アクションカムは「コンデジの夢」を見るか 見えてきたスナップカメラとしての可能性:小寺信良のIT大作戦(3/4 ページ)
アクションカメラはもはや、“アクションからの卒業”がテーマになりつつあるのではないか。そう感じるような変化が周辺機器市場を中心に起こりつつある。そして登場したのが「GoPro Mission 1」だった。
今年さらに加熱する写真用グリップ
今年1月に中国PGYTECHからリリースされたOsmo Action 6用カメラケージ「PGYTECH StreetPro グリップキット」は、グリップ部をマグネットで着脱できるようにした。グリップを外せばアクセサリ拡張キットとしても機能するという、一石二鳥製品である。

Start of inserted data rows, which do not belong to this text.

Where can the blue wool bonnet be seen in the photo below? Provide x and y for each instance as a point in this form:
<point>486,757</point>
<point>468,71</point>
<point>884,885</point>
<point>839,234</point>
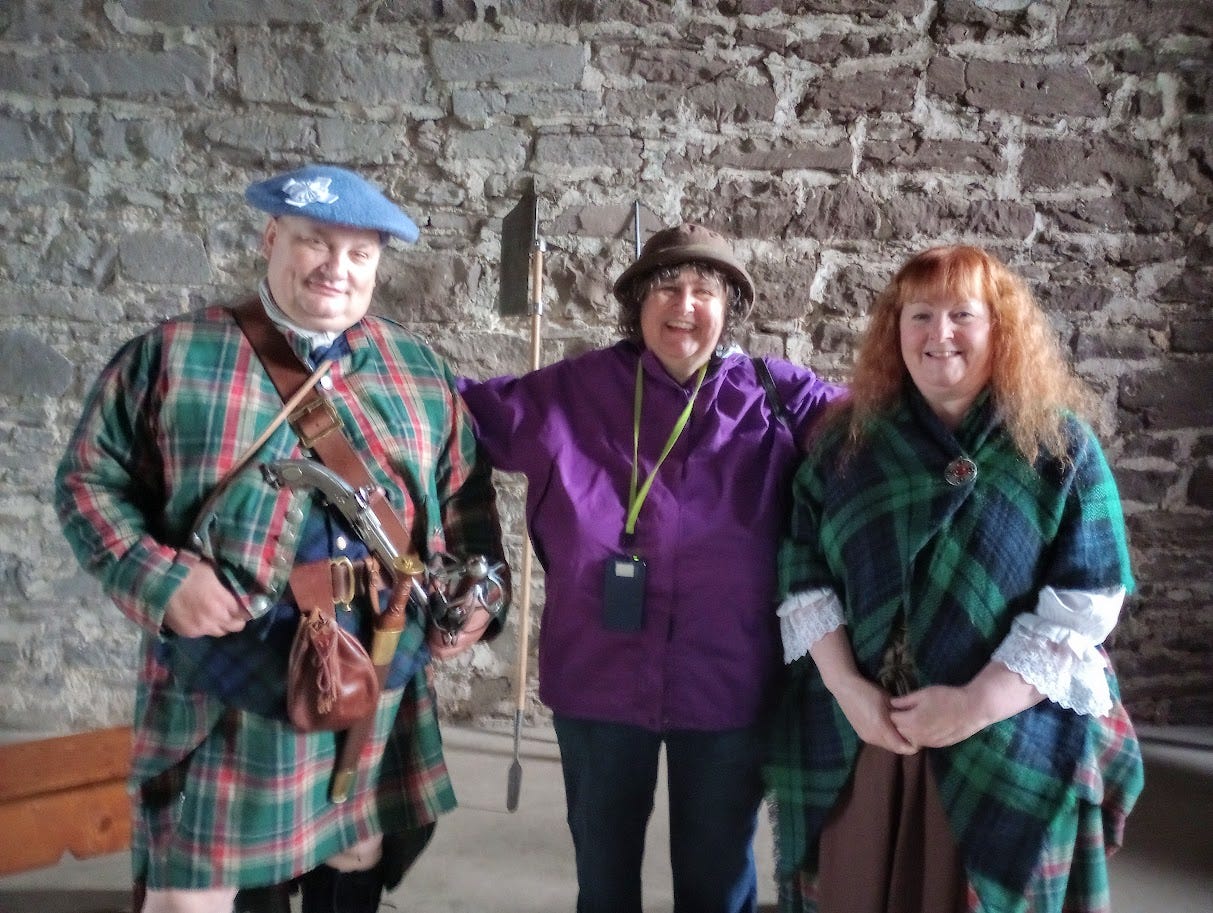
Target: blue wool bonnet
<point>326,193</point>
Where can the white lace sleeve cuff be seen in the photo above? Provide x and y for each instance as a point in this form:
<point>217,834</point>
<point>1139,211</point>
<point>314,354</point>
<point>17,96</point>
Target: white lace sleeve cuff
<point>1053,649</point>
<point>806,617</point>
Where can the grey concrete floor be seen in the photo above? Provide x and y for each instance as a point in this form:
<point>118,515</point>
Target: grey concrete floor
<point>488,860</point>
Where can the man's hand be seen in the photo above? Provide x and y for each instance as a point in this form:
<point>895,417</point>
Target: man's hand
<point>940,715</point>
<point>204,606</point>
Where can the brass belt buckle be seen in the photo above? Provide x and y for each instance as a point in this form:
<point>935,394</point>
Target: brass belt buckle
<point>314,421</point>
<point>346,575</point>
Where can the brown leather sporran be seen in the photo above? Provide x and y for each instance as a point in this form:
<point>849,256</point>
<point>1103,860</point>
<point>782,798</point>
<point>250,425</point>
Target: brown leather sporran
<point>330,678</point>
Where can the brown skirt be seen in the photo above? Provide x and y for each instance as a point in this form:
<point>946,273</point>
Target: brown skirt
<point>887,846</point>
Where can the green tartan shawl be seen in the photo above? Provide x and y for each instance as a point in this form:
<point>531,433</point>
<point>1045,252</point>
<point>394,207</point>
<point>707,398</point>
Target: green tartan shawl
<point>892,537</point>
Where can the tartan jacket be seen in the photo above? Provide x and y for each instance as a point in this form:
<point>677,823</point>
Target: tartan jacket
<point>168,418</point>
<point>958,563</point>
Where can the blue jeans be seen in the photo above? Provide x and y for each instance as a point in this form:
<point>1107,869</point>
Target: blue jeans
<point>610,774</point>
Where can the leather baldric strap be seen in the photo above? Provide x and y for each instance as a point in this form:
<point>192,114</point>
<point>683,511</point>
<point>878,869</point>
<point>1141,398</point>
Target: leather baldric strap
<point>315,420</point>
<point>318,426</point>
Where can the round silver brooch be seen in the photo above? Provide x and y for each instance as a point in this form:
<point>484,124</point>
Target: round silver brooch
<point>961,472</point>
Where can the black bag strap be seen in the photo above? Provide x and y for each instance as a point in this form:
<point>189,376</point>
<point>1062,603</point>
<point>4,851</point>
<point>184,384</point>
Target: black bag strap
<point>773,399</point>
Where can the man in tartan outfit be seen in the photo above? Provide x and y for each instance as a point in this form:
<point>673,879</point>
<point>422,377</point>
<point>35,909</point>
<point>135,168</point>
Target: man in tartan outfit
<point>229,797</point>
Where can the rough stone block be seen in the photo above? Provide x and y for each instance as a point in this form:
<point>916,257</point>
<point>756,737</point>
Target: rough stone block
<point>945,155</point>
<point>546,64</point>
<point>181,73</point>
<point>505,146</point>
<point>476,106</point>
<point>330,74</point>
<point>1098,21</point>
<point>884,92</point>
<point>164,258</point>
<point>28,366</point>
<point>1047,92</point>
<point>1192,336</point>
<point>592,150</point>
<point>763,155</point>
<point>240,12</point>
<point>1054,164</point>
<point>1179,395</point>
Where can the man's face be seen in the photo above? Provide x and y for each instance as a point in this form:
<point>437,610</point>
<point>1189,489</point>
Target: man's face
<point>320,275</point>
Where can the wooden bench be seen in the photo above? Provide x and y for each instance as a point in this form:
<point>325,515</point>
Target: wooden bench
<point>64,794</point>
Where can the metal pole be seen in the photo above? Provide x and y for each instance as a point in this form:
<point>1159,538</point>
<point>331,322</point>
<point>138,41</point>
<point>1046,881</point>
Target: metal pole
<point>514,781</point>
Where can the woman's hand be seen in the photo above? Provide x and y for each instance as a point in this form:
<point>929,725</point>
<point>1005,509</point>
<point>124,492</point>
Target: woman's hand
<point>864,703</point>
<point>866,706</point>
<point>940,715</point>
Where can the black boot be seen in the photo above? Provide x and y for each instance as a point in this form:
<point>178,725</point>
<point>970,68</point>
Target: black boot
<point>326,890</point>
<point>274,899</point>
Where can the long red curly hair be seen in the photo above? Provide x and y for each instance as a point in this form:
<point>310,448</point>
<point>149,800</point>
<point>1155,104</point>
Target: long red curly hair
<point>1032,383</point>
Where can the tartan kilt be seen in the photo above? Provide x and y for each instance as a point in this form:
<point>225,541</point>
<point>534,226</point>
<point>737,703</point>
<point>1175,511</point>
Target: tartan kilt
<point>249,805</point>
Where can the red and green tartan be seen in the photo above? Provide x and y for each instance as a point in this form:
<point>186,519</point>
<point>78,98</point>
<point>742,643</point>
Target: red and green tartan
<point>163,424</point>
<point>254,806</point>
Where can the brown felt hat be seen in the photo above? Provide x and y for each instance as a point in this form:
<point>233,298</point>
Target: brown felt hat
<point>685,244</point>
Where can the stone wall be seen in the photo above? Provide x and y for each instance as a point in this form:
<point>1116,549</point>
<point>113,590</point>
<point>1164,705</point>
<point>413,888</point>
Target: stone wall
<point>830,137</point>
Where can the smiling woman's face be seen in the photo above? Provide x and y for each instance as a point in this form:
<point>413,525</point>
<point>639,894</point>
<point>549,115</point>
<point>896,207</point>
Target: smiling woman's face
<point>682,320</point>
<point>945,344</point>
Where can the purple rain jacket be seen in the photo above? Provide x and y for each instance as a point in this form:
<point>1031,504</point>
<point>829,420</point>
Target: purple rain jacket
<point>707,654</point>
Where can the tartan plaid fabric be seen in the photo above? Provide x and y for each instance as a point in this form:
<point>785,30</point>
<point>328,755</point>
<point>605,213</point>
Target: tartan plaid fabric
<point>249,805</point>
<point>164,423</point>
<point>958,563</point>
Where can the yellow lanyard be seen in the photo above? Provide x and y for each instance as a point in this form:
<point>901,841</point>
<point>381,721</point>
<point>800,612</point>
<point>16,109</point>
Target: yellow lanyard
<point>635,498</point>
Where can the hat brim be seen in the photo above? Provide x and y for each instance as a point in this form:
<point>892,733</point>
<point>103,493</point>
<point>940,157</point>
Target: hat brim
<point>685,254</point>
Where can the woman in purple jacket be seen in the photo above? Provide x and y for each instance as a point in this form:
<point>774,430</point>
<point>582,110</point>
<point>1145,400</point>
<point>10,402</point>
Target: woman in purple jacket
<point>658,474</point>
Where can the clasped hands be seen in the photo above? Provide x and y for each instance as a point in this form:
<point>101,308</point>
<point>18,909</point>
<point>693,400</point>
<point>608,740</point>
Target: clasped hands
<point>937,715</point>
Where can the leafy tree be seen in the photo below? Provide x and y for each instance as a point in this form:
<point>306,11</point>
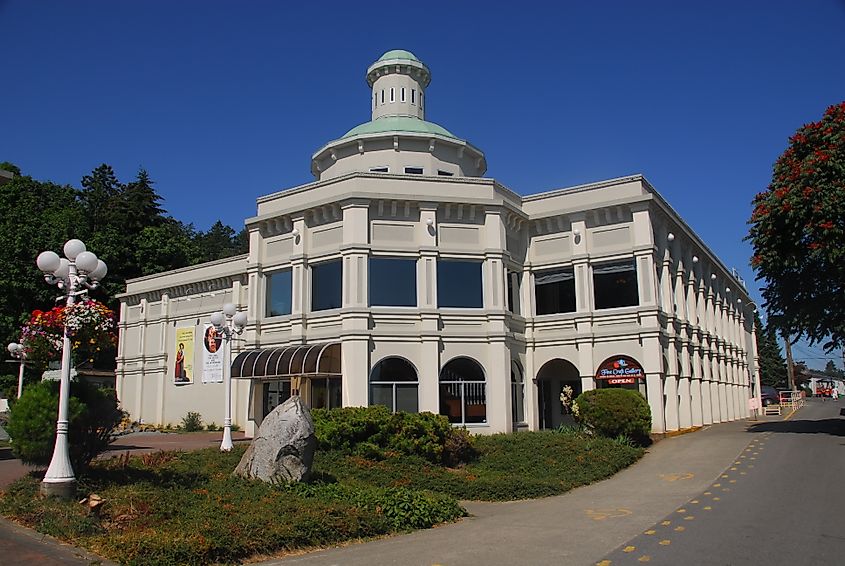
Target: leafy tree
<point>93,414</point>
<point>798,233</point>
<point>772,365</point>
<point>36,216</point>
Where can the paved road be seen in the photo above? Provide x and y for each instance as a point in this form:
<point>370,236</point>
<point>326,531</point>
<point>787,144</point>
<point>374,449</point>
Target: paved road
<point>781,502</point>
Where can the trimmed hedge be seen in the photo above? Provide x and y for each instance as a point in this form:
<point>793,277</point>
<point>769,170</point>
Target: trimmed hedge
<point>509,466</point>
<point>375,432</point>
<point>615,412</point>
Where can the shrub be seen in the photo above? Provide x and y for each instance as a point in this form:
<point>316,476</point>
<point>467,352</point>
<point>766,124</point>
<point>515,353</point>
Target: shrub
<point>93,414</point>
<point>192,422</point>
<point>615,412</point>
<point>374,431</point>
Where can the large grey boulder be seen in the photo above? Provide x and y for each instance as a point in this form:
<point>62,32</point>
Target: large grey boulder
<point>283,448</point>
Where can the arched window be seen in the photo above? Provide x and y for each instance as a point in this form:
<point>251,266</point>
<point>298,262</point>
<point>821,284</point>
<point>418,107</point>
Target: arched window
<point>517,394</point>
<point>463,397</point>
<point>394,384</point>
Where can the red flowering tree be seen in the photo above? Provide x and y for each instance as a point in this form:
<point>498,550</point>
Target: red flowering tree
<point>798,233</point>
<point>91,326</point>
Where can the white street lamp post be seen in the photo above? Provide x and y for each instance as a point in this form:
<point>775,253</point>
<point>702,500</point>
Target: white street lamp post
<point>17,352</point>
<point>74,274</point>
<point>228,323</point>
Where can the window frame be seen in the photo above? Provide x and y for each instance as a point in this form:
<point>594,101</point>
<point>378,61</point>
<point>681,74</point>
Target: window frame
<point>268,276</point>
<point>387,258</point>
<point>479,263</point>
<point>462,387</point>
<point>394,384</point>
<point>318,265</point>
<point>568,274</point>
<point>632,268</point>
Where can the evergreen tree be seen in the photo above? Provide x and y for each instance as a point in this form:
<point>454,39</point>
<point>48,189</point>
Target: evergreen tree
<point>772,365</point>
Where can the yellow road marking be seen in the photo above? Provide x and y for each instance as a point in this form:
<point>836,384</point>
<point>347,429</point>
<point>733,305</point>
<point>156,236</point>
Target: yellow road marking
<point>677,476</point>
<point>602,514</point>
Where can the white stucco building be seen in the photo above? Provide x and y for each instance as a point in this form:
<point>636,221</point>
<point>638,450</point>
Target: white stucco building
<point>404,277</point>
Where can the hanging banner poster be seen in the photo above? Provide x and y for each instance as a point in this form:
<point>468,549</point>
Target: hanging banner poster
<point>183,370</point>
<point>620,370</point>
<point>212,355</point>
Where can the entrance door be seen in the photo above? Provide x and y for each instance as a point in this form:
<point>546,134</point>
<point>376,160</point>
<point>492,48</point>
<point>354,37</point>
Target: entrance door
<point>551,380</point>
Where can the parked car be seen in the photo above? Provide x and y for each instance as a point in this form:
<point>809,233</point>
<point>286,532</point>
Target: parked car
<point>770,395</point>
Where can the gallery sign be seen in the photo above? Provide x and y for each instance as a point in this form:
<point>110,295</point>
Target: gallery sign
<point>620,370</point>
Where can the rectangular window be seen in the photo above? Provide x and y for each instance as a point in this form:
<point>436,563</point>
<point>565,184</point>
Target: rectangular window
<point>326,282</point>
<point>459,284</point>
<point>278,293</point>
<point>615,285</point>
<point>554,291</point>
<point>513,291</point>
<point>393,282</point>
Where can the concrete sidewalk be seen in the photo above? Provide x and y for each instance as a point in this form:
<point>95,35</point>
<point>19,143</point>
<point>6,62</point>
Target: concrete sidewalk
<point>576,528</point>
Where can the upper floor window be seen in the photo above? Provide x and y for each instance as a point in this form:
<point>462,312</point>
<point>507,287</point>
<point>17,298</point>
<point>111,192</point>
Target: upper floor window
<point>326,282</point>
<point>393,282</point>
<point>459,284</point>
<point>615,284</point>
<point>554,291</point>
<point>278,293</point>
<point>513,291</point>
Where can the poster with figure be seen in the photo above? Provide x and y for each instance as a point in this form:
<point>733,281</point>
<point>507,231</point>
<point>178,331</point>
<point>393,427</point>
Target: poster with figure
<point>212,355</point>
<point>183,368</point>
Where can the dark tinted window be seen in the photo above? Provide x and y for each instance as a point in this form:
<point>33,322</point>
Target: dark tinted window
<point>459,284</point>
<point>278,293</point>
<point>393,282</point>
<point>463,395</point>
<point>554,291</point>
<point>326,281</point>
<point>615,285</point>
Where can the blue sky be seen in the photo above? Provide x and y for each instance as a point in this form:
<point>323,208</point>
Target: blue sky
<point>223,102</point>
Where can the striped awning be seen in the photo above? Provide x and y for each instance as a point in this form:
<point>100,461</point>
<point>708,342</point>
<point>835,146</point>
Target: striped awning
<point>304,360</point>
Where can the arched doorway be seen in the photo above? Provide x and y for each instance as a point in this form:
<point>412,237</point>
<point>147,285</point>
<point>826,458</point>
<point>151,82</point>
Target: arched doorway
<point>551,379</point>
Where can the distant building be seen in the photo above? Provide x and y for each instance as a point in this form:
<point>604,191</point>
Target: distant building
<point>401,276</point>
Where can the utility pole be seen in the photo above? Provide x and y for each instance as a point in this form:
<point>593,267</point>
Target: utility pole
<point>790,367</point>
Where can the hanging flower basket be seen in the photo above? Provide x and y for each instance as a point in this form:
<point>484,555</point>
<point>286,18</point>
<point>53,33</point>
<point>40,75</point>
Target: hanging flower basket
<point>90,324</point>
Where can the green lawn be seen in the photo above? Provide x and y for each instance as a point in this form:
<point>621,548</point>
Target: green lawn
<point>185,508</point>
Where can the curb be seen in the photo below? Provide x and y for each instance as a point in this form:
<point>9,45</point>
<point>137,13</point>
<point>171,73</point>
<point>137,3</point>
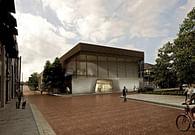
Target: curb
<point>43,126</point>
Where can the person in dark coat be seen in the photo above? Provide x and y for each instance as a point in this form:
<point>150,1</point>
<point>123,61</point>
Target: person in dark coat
<point>19,95</point>
<point>125,93</point>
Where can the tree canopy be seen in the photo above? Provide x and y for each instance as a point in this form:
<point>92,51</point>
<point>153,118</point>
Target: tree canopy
<point>53,75</point>
<point>176,61</point>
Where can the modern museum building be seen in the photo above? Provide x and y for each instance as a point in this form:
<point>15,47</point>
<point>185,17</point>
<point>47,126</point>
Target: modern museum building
<point>91,68</point>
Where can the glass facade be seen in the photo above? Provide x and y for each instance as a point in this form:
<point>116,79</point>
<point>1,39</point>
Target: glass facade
<point>103,67</point>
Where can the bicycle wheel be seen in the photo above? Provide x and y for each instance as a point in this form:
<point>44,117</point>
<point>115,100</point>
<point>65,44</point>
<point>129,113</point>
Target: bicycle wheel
<point>183,122</point>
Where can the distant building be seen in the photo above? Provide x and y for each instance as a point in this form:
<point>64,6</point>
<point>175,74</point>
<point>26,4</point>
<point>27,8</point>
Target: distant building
<point>9,61</point>
<point>93,68</point>
<point>148,71</point>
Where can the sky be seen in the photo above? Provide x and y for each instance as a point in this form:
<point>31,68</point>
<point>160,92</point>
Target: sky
<point>49,28</point>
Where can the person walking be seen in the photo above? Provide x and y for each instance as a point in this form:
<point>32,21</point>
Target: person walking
<point>19,95</point>
<point>125,94</point>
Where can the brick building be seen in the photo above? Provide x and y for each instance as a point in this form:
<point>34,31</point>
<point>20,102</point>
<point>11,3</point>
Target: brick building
<point>93,68</point>
<point>9,61</point>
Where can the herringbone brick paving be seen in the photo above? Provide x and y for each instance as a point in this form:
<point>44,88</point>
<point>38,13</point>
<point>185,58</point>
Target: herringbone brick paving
<point>106,115</point>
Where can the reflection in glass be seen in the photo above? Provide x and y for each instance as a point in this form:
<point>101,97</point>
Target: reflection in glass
<point>103,86</point>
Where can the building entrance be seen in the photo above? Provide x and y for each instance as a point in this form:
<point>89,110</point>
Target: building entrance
<point>103,86</point>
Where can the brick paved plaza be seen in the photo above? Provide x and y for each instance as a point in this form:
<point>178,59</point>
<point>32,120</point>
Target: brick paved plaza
<point>106,115</point>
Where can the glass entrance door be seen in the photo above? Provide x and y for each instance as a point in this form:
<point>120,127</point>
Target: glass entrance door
<point>103,86</point>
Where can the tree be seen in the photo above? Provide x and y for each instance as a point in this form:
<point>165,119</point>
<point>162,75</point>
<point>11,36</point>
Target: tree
<point>53,75</point>
<point>47,75</point>
<point>164,75</point>
<point>184,50</point>
<point>33,81</point>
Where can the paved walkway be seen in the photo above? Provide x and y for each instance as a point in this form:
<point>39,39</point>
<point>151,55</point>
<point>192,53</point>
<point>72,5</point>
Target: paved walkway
<point>167,100</point>
<point>17,121</point>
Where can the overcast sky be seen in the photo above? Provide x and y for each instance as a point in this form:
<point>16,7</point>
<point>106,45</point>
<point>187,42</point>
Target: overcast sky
<point>49,28</point>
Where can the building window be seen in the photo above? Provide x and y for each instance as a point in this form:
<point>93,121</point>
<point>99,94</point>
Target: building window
<point>91,65</point>
<point>71,67</point>
<point>121,68</point>
<point>112,67</point>
<point>81,65</point>
<point>102,66</point>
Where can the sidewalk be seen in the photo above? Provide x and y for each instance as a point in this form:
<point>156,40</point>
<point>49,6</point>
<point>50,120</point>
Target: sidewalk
<point>28,121</point>
<point>167,100</point>
<point>17,121</point>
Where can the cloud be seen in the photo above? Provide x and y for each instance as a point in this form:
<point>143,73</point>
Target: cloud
<point>38,41</point>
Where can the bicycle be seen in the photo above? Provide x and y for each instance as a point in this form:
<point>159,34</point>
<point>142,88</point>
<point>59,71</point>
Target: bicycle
<point>185,120</point>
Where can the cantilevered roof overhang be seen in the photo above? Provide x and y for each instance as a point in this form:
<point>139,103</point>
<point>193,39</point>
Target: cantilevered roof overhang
<point>99,50</point>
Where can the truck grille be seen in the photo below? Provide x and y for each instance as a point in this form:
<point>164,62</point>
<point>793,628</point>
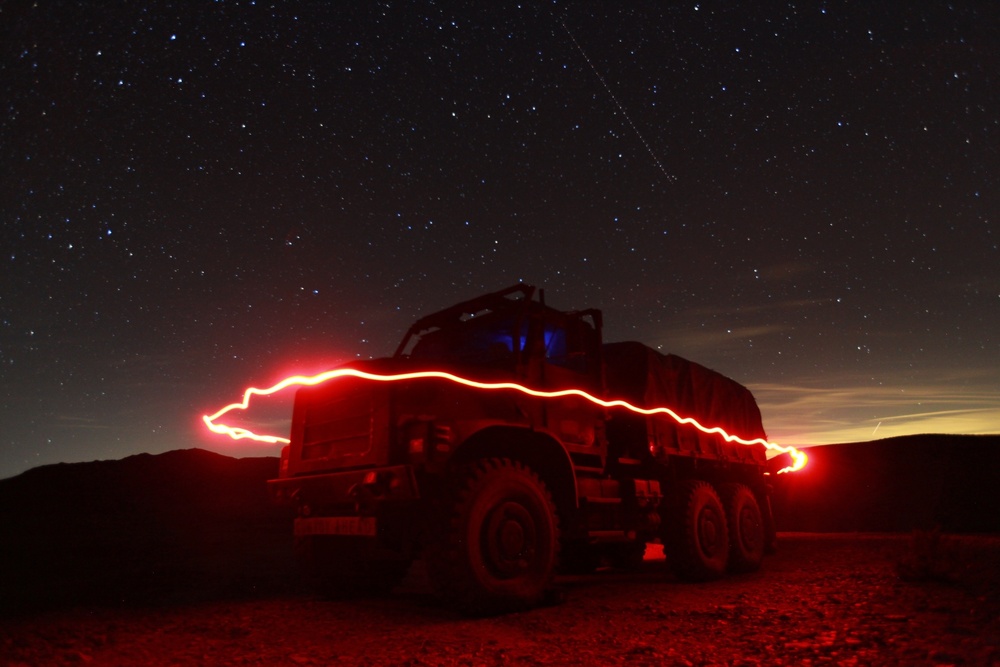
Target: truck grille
<point>342,424</point>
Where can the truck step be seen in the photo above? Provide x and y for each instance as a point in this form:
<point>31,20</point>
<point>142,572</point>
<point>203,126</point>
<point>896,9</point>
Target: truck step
<point>603,500</point>
<point>607,535</point>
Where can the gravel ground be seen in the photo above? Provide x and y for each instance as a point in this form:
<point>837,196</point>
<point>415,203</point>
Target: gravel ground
<point>843,599</point>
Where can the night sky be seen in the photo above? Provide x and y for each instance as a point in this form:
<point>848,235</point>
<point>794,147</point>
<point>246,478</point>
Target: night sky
<point>199,196</point>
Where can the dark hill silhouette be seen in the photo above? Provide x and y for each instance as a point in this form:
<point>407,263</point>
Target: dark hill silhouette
<point>192,525</point>
<point>896,484</point>
<point>184,525</point>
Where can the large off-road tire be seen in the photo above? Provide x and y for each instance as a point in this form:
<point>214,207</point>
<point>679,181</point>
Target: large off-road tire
<point>747,537</point>
<point>697,533</point>
<point>495,545</point>
<point>339,568</point>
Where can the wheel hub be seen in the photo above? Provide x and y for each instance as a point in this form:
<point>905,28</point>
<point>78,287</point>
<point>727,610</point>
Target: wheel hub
<point>509,537</point>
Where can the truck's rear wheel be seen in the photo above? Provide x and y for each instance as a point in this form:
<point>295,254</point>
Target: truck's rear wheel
<point>495,546</point>
<point>697,533</point>
<point>747,539</point>
<point>336,567</point>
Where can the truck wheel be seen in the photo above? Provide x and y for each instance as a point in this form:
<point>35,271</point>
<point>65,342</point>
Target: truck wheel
<point>697,533</point>
<point>495,546</point>
<point>342,570</point>
<point>747,540</point>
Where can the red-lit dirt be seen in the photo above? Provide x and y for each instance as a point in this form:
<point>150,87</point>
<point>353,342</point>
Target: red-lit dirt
<point>821,600</point>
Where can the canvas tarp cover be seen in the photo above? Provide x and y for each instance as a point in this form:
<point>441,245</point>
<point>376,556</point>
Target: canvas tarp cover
<point>648,379</point>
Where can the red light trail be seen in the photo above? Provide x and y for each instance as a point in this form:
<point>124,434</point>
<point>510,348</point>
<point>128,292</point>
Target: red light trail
<point>798,457</point>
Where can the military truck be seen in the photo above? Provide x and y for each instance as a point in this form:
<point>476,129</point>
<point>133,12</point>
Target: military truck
<point>498,489</point>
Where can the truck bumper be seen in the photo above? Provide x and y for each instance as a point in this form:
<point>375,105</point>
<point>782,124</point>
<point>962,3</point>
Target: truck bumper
<point>360,490</point>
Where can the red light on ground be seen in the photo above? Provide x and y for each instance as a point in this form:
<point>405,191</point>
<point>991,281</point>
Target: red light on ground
<point>798,458</point>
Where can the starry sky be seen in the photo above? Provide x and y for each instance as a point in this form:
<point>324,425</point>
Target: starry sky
<point>199,196</point>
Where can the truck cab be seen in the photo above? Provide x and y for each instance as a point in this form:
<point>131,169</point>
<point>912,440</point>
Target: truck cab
<point>487,446</point>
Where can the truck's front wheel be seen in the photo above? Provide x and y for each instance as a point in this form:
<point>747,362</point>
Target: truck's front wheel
<point>747,539</point>
<point>495,544</point>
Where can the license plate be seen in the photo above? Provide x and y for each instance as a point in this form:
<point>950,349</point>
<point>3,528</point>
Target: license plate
<point>336,525</point>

2月には、プロ向け撮影アクセサリメーカーである中国MOVMAXから「MOVMAX Vintage Cage」が発売された。Insta360 Ace Pro 2用と、DJI Osmo Action 5 Pro用の2つがある。アルミニウムシャーシにレザーのカバーを合わせ、ビンテージカメラ風に仕上げるケースだ。
これらの製品は、写真撮影用であることはもちろんだが、その佇まいや見た目のインパクトも重視したものである。街ゆく人が、見たことない小型カメラに振り返るといったことが連想される。
3月には、遅ればせながらDJIから純正キットとして、「Osmo Action 5 Pro ストリート写真グリップ アクセサリーキット」が発売された。同様に5月にはOsmo Action 6用のキットも出ている。
バッテリー交換が容易になるよう、グリップ部がワンタッチで外れるようになっている。ただ電子的な接続性はなく、ホールド性とコールドシューによる拡張性を重視した構造だ。
こうした動きは主に中国メーカー主導で、たった1年足らずで行われてきた。一方米国製であるGoProは、置いていかれた格好になった。今年に入って中国メーカーがGoPro用グリップを販売したぐらいだろう。
GoProのミニカメラ化はアリか
ここで冒頭のGoPro 「Mission 1」に話が戻る。製品の方向性としては、「シネマ」をテーマにしている。8K解像度で4:3画角、すなわち昨今シネマ系をうたうカメラで採用が進むオープンゲート撮影に対応する。
またLog撮影にも対応し、タイムコードもアプリを使って実時間にセットできるなど、機能的にもプロに寄せてきている。